Adolescent wls
If I were you I would start by contacting Medicaid-Healthcare USA to see if they first cover WLS and then see if they cover 16 year olds. Most will go to 18, but not younger.
Has she been to a PCP and have they suggested she get WLS?
on 6/23/15 6:33 am - WI
Yes, she can, but is she ready to make the commitment to all the WLS rules?
She will have to take a lot of vitamins, daily, for the rest of her life. If she doesn't, she will be vitamin deficient and can get VERY sick.
She will have to eliminate simple carbs like bread, chips, crackers, pasta, sugar, rice, potatoes, etc. Even too much fruit will cause weight gain because the body reads fruit as sugar. These carbs are the reason so many of us are fat. They are yummy, and we can still eat a ton of them even after surgery. She has to be able to say NO to these foods and eat healthy. You can eat around any surgery and gain weight.
She will have to measure her portion sizes out so she doesn't over eat. Successful patients do this FOREVER.
She will not be able to drink with her meals, or for 30 minutes after she eats... EVER.
She will have to drink at least 64 ounce of calorie free, fluid, daily. Most of us drink closer to 100 ounces.
Surgery is just a tool to help her eat less volume. It's not a magic. She will have to be VERY compliant to be successful. She will have to give up a lot of her comfort foods and work on the mental reasons why she over eats. It's hard work for an adult. I have not met a 16 year old in my life that would be able to stick with the program. They get out with their friends, and all bets are off.
Weight loss surgery should be her decision, not yours, and it should come when she's ready, old enough to handle the hard work and commitment.
It was her idea, honestly, soon after I had the surgery.
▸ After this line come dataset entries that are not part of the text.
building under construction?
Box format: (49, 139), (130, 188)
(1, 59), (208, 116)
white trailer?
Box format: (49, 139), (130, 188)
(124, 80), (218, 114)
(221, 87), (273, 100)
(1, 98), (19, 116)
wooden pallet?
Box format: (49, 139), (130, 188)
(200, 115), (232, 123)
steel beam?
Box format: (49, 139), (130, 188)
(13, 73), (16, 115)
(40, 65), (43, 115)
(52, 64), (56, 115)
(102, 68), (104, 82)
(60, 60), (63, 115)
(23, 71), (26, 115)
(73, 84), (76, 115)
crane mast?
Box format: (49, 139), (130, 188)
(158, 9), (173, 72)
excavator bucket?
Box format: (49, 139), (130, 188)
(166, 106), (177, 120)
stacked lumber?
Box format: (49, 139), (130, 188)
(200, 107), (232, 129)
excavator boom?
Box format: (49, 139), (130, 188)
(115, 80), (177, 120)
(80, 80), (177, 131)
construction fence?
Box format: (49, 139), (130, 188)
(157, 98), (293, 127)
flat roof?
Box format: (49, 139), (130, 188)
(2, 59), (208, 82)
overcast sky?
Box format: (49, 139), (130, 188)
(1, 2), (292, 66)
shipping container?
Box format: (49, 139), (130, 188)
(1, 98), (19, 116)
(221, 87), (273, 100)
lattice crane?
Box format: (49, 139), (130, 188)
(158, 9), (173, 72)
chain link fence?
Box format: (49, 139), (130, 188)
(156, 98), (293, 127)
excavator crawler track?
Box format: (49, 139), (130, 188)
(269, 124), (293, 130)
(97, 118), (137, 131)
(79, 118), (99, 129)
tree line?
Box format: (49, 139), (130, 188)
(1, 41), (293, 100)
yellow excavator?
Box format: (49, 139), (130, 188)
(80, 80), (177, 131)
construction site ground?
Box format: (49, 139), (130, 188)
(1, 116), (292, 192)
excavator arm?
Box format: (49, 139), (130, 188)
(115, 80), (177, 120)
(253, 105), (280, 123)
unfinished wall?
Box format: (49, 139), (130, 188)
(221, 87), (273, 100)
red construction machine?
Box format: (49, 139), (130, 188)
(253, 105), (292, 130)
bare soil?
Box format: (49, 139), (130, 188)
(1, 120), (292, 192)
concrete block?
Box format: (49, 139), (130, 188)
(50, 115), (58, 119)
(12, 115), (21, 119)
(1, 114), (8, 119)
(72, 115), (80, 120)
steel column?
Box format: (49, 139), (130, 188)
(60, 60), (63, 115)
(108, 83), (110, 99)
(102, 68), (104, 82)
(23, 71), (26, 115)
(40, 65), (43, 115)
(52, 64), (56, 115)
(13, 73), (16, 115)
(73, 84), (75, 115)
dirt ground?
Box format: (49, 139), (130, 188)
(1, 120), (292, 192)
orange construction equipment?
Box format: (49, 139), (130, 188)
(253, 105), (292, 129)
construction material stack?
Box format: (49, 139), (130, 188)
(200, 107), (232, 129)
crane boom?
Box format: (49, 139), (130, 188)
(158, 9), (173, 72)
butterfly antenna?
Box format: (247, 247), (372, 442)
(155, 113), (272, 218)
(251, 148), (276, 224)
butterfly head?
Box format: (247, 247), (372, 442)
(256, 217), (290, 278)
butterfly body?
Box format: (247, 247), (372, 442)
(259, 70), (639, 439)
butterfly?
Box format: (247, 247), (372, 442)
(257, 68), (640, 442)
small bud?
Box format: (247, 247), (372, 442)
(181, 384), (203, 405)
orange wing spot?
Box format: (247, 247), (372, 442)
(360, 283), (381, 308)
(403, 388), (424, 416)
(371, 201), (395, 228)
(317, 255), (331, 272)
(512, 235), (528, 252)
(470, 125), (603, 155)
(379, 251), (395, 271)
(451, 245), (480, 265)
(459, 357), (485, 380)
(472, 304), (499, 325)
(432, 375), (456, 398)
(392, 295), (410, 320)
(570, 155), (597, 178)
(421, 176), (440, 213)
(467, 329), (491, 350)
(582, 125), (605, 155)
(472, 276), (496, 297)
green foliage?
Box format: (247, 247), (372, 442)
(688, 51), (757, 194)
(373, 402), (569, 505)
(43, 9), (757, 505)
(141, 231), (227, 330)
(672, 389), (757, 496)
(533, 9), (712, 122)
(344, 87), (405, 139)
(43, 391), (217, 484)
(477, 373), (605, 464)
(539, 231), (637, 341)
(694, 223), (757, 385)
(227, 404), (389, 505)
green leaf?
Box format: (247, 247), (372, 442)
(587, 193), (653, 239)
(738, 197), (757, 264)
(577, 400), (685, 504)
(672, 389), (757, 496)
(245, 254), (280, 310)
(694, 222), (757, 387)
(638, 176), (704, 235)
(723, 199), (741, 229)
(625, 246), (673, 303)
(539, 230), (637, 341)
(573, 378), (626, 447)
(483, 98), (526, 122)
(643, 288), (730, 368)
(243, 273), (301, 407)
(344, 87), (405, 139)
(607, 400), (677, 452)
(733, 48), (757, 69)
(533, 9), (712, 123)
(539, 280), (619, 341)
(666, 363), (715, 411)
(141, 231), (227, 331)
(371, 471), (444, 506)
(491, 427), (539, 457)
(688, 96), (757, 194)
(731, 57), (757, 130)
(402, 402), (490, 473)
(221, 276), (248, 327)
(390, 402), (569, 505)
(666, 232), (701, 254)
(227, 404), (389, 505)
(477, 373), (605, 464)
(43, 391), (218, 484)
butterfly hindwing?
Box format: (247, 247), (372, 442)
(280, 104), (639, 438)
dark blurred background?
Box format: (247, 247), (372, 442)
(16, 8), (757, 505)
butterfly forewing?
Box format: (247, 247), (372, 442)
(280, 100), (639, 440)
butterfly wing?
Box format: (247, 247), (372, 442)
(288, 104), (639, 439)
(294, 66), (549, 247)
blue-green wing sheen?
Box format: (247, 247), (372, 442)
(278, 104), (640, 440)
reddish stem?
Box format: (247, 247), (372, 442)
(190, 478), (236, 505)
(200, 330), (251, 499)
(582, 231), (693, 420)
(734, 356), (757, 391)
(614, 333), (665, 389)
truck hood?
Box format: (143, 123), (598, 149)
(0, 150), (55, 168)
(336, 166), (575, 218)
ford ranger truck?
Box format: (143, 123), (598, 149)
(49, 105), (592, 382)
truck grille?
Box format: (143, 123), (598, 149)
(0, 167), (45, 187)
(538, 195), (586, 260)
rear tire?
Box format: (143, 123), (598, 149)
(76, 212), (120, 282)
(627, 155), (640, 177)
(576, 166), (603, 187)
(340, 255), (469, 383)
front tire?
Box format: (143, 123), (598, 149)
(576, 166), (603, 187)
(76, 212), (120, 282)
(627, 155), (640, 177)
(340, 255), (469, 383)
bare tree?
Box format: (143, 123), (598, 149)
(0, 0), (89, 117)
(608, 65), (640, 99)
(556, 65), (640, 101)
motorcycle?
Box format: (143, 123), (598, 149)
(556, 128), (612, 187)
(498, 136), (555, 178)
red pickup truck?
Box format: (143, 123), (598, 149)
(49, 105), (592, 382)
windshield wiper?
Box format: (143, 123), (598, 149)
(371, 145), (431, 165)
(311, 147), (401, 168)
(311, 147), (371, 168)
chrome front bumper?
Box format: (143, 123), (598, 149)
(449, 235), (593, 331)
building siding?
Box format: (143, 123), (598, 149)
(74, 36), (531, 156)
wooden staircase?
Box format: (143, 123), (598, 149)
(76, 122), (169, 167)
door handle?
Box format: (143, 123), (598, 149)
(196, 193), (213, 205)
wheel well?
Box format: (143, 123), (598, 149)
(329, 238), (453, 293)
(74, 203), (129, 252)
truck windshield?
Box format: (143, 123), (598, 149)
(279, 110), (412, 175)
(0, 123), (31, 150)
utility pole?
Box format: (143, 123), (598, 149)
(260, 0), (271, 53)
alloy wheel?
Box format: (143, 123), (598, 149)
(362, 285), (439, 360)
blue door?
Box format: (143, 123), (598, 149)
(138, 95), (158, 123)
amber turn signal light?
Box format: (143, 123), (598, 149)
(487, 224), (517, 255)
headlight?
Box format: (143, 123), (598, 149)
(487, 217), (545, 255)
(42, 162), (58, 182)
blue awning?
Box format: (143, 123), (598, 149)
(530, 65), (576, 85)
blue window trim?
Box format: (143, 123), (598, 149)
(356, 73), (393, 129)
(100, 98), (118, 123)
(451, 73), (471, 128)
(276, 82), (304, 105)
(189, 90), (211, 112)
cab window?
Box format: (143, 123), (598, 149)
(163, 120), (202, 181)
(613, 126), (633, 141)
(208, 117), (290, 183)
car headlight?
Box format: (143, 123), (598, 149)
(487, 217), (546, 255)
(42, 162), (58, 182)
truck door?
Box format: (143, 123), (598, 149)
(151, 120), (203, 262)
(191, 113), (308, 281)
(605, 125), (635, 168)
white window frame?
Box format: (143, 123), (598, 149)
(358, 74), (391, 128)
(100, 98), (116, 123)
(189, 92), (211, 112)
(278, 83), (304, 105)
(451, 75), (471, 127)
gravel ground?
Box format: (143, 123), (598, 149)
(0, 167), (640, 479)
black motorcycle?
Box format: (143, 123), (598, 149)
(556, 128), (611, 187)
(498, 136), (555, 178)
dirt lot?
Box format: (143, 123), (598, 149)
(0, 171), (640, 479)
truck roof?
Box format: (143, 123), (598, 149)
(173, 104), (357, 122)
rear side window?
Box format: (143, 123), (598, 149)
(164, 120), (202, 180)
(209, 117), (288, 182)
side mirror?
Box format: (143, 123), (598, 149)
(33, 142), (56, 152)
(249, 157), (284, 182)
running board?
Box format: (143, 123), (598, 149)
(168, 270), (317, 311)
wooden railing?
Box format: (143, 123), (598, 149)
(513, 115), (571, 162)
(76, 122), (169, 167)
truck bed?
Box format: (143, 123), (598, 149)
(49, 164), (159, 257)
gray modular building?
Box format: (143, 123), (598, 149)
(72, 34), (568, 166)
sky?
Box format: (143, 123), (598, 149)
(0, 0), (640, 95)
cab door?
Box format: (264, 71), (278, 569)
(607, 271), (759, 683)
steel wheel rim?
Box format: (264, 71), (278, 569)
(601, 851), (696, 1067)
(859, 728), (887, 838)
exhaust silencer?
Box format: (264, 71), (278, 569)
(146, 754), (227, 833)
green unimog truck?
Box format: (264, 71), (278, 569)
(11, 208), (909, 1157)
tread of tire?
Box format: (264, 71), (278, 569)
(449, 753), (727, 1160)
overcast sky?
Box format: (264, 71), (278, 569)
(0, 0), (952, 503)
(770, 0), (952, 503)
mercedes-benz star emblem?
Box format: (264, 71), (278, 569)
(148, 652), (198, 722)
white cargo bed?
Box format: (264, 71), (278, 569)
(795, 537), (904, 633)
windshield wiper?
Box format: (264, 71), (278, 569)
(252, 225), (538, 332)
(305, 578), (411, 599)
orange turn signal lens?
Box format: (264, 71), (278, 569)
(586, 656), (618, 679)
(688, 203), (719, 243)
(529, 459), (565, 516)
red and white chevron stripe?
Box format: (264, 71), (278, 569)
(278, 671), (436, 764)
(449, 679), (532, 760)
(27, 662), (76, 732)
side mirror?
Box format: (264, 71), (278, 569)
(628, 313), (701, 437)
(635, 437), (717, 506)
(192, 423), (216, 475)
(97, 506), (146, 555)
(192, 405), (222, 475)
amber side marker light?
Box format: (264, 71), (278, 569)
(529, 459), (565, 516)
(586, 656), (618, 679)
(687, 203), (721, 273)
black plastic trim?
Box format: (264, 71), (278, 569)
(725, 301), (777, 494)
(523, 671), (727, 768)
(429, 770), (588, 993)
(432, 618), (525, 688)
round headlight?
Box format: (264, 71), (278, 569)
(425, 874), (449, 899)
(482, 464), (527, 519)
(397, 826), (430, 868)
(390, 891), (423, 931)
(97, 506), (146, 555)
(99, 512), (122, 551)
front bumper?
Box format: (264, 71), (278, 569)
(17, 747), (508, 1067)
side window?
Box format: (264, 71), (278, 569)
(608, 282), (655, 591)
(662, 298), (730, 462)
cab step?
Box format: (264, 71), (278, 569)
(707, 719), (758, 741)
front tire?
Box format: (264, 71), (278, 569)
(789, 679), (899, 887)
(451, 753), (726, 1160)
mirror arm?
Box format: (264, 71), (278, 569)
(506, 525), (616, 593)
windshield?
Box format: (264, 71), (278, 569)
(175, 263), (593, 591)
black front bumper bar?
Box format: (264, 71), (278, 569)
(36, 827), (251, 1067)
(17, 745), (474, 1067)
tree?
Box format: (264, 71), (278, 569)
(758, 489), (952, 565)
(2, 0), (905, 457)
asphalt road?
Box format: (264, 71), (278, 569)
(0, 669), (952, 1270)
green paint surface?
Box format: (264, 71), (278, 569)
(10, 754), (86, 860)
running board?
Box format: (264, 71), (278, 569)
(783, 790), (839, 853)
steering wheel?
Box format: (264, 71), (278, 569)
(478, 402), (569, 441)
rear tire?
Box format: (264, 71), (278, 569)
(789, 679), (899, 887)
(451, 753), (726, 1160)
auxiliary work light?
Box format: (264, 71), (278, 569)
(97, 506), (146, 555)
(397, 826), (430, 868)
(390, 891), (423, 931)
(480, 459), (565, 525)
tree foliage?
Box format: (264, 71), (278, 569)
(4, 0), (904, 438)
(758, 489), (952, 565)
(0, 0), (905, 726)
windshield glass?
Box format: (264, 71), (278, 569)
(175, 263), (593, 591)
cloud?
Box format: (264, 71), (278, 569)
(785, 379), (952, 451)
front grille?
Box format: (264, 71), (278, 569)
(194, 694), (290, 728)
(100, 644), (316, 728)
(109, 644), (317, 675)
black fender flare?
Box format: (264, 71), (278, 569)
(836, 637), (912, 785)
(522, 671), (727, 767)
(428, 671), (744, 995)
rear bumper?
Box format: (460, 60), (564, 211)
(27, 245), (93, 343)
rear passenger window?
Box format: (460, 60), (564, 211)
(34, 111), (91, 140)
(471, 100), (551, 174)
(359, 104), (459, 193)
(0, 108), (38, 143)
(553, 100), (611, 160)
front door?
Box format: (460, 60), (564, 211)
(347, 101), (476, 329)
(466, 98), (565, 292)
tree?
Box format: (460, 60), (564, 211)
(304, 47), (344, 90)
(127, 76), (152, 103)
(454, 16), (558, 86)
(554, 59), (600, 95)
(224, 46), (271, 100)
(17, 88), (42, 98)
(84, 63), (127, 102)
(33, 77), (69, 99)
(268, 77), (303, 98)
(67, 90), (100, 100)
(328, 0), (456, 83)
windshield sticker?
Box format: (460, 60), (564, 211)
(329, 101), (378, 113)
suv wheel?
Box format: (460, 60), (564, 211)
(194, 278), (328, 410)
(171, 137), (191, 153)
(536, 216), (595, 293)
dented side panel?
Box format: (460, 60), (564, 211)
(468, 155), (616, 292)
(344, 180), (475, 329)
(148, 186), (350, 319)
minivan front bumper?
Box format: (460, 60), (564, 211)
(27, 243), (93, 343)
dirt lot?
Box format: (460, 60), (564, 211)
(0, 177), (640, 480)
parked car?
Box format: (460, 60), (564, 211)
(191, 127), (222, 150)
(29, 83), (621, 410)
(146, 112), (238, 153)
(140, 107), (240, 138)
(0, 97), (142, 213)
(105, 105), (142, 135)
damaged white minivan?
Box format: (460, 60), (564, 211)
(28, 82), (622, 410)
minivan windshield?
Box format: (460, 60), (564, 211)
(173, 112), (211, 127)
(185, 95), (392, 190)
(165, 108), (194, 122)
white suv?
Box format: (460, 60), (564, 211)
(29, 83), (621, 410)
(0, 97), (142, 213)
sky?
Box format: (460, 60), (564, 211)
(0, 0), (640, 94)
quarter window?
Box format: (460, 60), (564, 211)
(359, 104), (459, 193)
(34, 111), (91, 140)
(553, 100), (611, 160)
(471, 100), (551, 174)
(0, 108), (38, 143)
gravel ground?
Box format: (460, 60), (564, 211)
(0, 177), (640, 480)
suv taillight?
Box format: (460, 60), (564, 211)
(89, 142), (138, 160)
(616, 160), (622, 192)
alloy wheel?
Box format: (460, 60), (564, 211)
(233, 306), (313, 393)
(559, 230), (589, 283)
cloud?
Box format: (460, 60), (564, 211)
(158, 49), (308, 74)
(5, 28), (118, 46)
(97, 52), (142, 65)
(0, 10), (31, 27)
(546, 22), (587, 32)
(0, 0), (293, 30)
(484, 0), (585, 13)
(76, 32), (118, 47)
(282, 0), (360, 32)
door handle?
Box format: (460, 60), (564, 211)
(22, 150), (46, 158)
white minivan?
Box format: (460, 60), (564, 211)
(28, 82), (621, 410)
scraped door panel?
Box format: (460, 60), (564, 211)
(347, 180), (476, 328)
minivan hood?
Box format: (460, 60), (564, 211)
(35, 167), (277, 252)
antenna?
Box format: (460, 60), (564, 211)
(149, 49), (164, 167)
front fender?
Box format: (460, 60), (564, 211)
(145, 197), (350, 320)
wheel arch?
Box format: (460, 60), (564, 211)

She knows all the rules and how important following every little and big guidelines are detrimental. She knows it's a commitment for the rest of her life. She's a fighter like her mother, and if I'm doing it, she's doing it (it's how her attitude had always been). I've been putting it off, not pushing her into it. It's weird, ppl who post on here seem like the person w the question hasn't the slightest clue about morality or how wls works....we are all authorities in our own right. Unless we've wasted our tool and gained the weight back.
Maybe I'm missing something, but what does morality have to do with your question?, or with the people who post questions?, & yes there are some who don't know how wls works, that's why they post. Some know a little, some know a lot, & some think they know something but really they don't. There are all kinds on the forums.
No one surgery is better than the other, what works for one may not work for another. T-Rebel
on 6/24/15 8:20 am
There were a LOT of things I "knew" I wanted to do when I was 16, some of which would have impacted my life down the road quite a bit.
I'm all in favor of owning your body and being in charge of your own health, but major medical decisions for minors are a bit of a grey area.
You can certainly be an authority on your opinions, but in a case like this, the "authority" is best left to scientific research and qualified medical professionals.
Sparklekitty / Julie / Nerdy Little Secret (#42)
Roller derby - cycling - triathlon
VSG 2013, RNY conversion 2019 due to GERD. Trendweight here!